[ by Charles Cameron — chess, billiards, dominoes and roulette — one horse, but no cats ]
I’m always fascinated by chess and other game metaphors, but they’re generally verbal, so this one is a treat:
That’s from a War on the Rocks / US Institute of Peace piece, Harnessing Iraq’s deadly array of armed groups after ISIL, by Sarhang Hamasaeed — the first in a series.
War is the continuation of games by other means. Everyone and her donkey has an “x is the continuation of y by other means” formulation, and they’re mostly a bit lame — this is mine.
Some recent game metaphors I’ve caught while my computer has been in the shop:
Chris Matthews had a rather neat billiards insight: “you always want to place the ball after the shot..
Somewhere — it’s probably a cliche by now — “the first domino to fall”.
“Nasser is playing roulette with the stability of the whole world” — in the TV series, Crown. second season, episode 1.
Okay, non-game metaphors, of particular interest when they’re religious:
Al Franken was identified as a sacrificial lamb after his fellow Dems turned on him en masse by Kevin Nealon, a metaphor disputed by Stephanie Ruhle.
Scapegoats, sacrificial lambs amd martyrs are about as heady a set of transcendental metaphors as one might hope for — Franken is in heady conceptual company here.
And here’s a newly-minted Franken-word:
There’s a new word which has registered on the media’s radar, and that is “unresign” — or “un-resign,” depending on the news organization.
Okay, back to religion. Church Militant — Steve Bannon apparently used the phrase at a Vaticaan conference in 2014:
In his presentation, Mr. Bannon, then the head of the hard-right website Breitbart News and now Mr. Trump’s chief strategist, called on the “church militant” to fight a global war against a “new barbarity” of “Islamic fascism” and international financial elites, with 2,500 years of Western civilization at risk.
Samuel Freedman commented in the NYT:
While most listeners probably overlooked the term “church militant,” knowledgeable Catholics would have recognized it as a concept deeply embedded in the church’s teaching. Moreover, they would have noticed that Mr. Bannon had taken the term out of context, invoking it in a call for cultural and military conflict rather than for spiritual warfare, particularly within one’s soul, its longstanding connotation.
Metaphor? The Church as an army? Salvation Army? Or a direct reference to the Church, factually, actually, Militant?
“The cost of doing nothing is not nothing.” John Delaney, (D-MD)
“The Arabs never miss an opportunity to miss an opportunity,” quoted in The Jerusalem Post, November 2002.
Well, that’s a bit ancient.
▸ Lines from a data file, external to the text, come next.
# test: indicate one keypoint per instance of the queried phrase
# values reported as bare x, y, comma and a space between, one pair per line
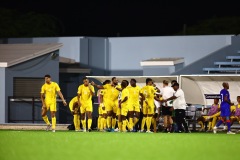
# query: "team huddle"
120, 106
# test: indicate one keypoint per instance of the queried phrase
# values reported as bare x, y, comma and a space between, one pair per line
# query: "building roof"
12, 54
162, 61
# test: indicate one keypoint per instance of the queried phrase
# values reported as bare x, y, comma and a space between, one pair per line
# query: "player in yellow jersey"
75, 110
85, 93
123, 105
102, 109
111, 102
134, 105
49, 92
147, 93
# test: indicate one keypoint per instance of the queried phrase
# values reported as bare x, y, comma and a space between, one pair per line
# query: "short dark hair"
165, 82
175, 84
173, 81
148, 80
106, 82
134, 80
47, 75
126, 82
84, 78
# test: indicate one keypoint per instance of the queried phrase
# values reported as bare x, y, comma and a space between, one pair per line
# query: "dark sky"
125, 17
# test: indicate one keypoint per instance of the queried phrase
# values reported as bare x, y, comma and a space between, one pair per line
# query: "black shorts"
166, 111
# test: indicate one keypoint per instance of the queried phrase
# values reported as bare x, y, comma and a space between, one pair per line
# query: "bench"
227, 64
231, 70
233, 58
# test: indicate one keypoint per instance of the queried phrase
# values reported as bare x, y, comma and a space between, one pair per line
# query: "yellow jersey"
148, 92
111, 92
134, 93
50, 91
125, 93
85, 94
73, 100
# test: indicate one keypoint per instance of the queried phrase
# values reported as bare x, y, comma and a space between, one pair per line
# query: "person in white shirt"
179, 105
167, 107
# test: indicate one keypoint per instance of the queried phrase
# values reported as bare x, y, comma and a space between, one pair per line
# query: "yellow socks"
109, 124
78, 122
45, 118
124, 124
75, 122
99, 122
89, 123
120, 126
113, 123
143, 123
135, 120
149, 119
201, 125
53, 123
130, 124
154, 123
84, 124
103, 123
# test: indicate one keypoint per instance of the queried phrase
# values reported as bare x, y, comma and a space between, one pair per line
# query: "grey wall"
37, 67
2, 95
98, 55
70, 49
126, 53
208, 61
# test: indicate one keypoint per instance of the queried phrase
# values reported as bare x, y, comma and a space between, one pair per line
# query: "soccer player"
102, 109
179, 104
213, 114
111, 102
134, 105
225, 108
48, 98
85, 93
74, 108
147, 93
123, 105
167, 107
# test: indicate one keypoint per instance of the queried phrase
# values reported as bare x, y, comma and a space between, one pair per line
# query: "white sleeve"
178, 93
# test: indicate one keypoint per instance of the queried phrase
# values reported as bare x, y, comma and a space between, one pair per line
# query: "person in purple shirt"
225, 108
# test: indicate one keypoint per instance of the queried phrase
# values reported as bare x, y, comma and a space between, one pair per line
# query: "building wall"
126, 53
2, 95
37, 67
70, 49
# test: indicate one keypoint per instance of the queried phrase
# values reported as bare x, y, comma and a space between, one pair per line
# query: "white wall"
132, 50
2, 95
70, 49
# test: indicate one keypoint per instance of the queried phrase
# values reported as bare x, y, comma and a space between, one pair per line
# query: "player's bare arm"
62, 98
79, 103
42, 99
91, 92
98, 86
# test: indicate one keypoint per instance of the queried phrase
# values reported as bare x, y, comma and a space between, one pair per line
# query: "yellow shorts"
74, 106
124, 111
51, 105
86, 107
148, 109
111, 105
134, 107
101, 111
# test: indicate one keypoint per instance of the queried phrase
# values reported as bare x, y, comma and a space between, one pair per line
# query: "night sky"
125, 17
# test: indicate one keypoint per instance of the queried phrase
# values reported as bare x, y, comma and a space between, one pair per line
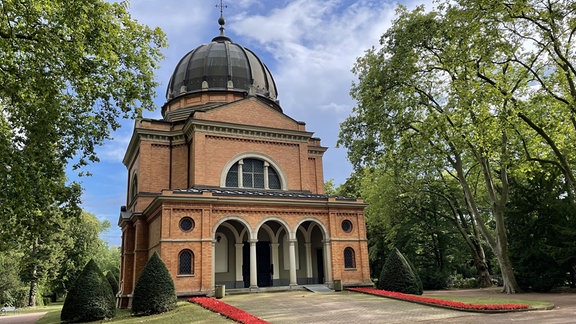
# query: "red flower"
440, 302
229, 311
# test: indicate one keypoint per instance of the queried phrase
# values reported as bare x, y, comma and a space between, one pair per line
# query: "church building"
229, 190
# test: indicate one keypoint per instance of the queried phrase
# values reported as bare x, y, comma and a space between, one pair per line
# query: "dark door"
263, 266
246, 264
320, 263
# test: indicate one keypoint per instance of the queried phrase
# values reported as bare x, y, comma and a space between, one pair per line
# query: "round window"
347, 226
186, 224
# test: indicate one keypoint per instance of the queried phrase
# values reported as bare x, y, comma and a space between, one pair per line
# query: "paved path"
30, 318
349, 307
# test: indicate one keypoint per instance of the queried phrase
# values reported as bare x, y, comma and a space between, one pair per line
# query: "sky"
310, 47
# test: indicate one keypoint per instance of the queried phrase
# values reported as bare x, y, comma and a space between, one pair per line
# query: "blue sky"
309, 46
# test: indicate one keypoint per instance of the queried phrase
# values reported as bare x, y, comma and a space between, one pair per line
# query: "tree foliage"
542, 223
69, 71
154, 292
90, 298
473, 90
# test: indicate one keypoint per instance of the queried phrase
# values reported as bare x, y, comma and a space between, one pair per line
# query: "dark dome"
221, 66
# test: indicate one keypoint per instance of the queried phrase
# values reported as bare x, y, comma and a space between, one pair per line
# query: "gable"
250, 112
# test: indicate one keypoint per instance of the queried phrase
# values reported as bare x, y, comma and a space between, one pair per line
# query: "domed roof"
221, 65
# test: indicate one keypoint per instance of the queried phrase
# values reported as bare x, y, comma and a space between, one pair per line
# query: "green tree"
541, 225
154, 292
12, 290
81, 244
91, 297
70, 71
450, 90
422, 219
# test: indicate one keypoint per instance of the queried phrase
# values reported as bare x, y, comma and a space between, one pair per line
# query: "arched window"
252, 173
349, 258
134, 186
186, 262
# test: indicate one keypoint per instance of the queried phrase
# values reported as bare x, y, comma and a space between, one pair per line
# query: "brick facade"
208, 233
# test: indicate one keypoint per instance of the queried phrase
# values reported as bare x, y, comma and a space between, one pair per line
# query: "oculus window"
252, 173
347, 226
349, 258
186, 224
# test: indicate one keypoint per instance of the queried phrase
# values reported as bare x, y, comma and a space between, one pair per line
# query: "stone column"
213, 264
253, 268
140, 248
308, 247
275, 262
239, 260
327, 262
292, 253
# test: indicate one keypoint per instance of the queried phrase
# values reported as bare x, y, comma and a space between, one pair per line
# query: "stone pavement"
348, 307
21, 318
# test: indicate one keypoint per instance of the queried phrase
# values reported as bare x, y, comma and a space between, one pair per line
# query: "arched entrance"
230, 236
315, 253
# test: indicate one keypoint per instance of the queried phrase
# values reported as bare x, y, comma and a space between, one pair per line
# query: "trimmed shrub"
113, 282
90, 298
154, 292
398, 275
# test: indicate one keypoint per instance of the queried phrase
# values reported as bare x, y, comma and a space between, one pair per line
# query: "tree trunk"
484, 278
32, 292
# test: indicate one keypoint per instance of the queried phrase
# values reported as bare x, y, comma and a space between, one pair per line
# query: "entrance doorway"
320, 265
263, 265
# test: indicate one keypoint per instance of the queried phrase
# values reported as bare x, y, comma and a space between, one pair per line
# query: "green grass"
185, 312
191, 313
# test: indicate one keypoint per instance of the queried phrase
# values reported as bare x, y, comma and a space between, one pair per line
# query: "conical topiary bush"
113, 282
398, 275
154, 292
90, 298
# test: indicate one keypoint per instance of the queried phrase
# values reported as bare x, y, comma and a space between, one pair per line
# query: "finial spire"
221, 20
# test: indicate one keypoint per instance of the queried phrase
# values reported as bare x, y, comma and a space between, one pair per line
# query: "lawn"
184, 313
190, 313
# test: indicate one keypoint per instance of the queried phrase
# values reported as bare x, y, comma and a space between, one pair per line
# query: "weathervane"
222, 6
221, 20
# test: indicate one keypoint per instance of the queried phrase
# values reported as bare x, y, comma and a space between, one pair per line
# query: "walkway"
349, 307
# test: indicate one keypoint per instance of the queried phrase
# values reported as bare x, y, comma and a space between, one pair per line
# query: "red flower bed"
442, 303
229, 311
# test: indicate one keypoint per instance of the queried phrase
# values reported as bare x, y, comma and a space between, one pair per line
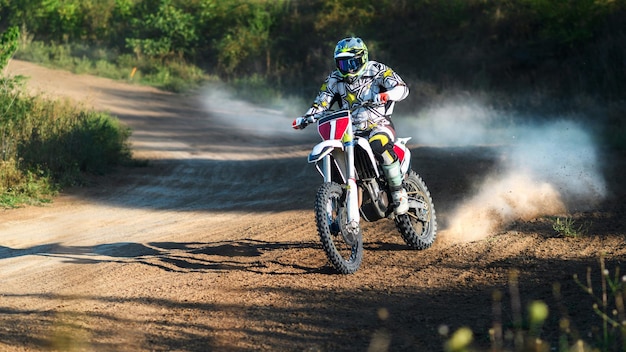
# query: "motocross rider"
358, 80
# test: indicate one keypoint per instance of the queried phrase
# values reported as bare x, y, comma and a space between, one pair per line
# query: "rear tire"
331, 219
419, 226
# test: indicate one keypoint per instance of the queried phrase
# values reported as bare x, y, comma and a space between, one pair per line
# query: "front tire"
331, 219
419, 226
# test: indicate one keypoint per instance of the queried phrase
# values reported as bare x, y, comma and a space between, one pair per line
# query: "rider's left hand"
381, 98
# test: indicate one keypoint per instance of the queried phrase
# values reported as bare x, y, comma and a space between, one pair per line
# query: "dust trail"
545, 168
255, 120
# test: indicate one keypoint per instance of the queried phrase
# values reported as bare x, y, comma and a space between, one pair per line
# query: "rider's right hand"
300, 123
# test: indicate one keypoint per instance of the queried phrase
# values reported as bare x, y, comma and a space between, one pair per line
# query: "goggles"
349, 65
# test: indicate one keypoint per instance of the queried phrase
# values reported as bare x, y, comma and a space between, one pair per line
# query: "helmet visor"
348, 65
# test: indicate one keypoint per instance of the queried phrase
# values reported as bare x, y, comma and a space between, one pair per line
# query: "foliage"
46, 144
567, 227
524, 332
558, 47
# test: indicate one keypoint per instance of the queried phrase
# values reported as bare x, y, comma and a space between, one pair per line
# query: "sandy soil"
212, 246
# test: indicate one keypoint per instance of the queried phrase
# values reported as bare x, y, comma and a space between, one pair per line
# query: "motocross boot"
398, 193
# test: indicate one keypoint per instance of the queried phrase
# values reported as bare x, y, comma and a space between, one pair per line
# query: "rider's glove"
300, 123
381, 98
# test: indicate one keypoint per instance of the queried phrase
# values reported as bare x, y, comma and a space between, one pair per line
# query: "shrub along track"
213, 246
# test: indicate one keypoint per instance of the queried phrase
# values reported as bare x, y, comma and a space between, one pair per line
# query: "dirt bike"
355, 187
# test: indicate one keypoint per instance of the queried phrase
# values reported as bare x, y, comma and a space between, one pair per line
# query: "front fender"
324, 148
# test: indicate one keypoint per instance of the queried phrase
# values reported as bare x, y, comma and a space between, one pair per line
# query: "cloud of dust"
545, 168
249, 118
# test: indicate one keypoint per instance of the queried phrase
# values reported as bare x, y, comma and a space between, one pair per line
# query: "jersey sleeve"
393, 85
326, 96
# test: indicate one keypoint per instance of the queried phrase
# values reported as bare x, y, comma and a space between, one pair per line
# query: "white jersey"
376, 78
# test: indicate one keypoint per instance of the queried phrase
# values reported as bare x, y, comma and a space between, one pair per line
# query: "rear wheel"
344, 250
419, 226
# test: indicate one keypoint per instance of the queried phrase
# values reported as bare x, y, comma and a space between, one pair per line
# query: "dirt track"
212, 246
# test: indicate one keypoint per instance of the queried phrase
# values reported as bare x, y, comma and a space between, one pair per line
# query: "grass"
567, 227
524, 332
48, 145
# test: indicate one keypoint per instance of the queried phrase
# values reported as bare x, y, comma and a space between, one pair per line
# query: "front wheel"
419, 226
344, 250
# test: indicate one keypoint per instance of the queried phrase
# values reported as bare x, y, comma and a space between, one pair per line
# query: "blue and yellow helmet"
351, 56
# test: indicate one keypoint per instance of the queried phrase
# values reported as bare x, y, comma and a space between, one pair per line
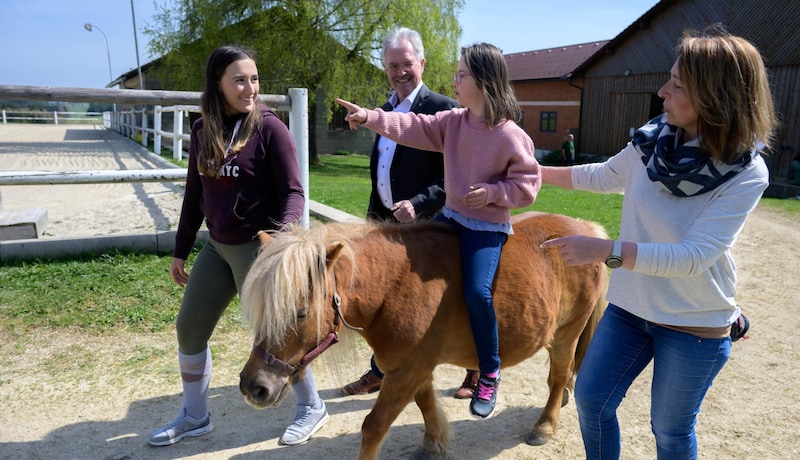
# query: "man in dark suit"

How about:
This is what hell looks like: a country where people talk about morals and wave bibles, defending someone who’s accused of pedophilia. .. and what we need is redmption.
That’s Frank Schaeffer, son of Francis Schaeffer — founder of L’Abri and the conservative right movement — on JoyAM. Fierce.
And cruel, but decidedly witty — this amazing headline:
Then there are the ouroboroi — the self-referential phrasings:
Rep. Eric Swalwell (D-CA):
You call it the Trump privilege. I call it the privilege privilege.
Also: “To spy on the spies.”
And somewhere: “investigating the investigators..”
Mercifully, no cute cats nor kitties.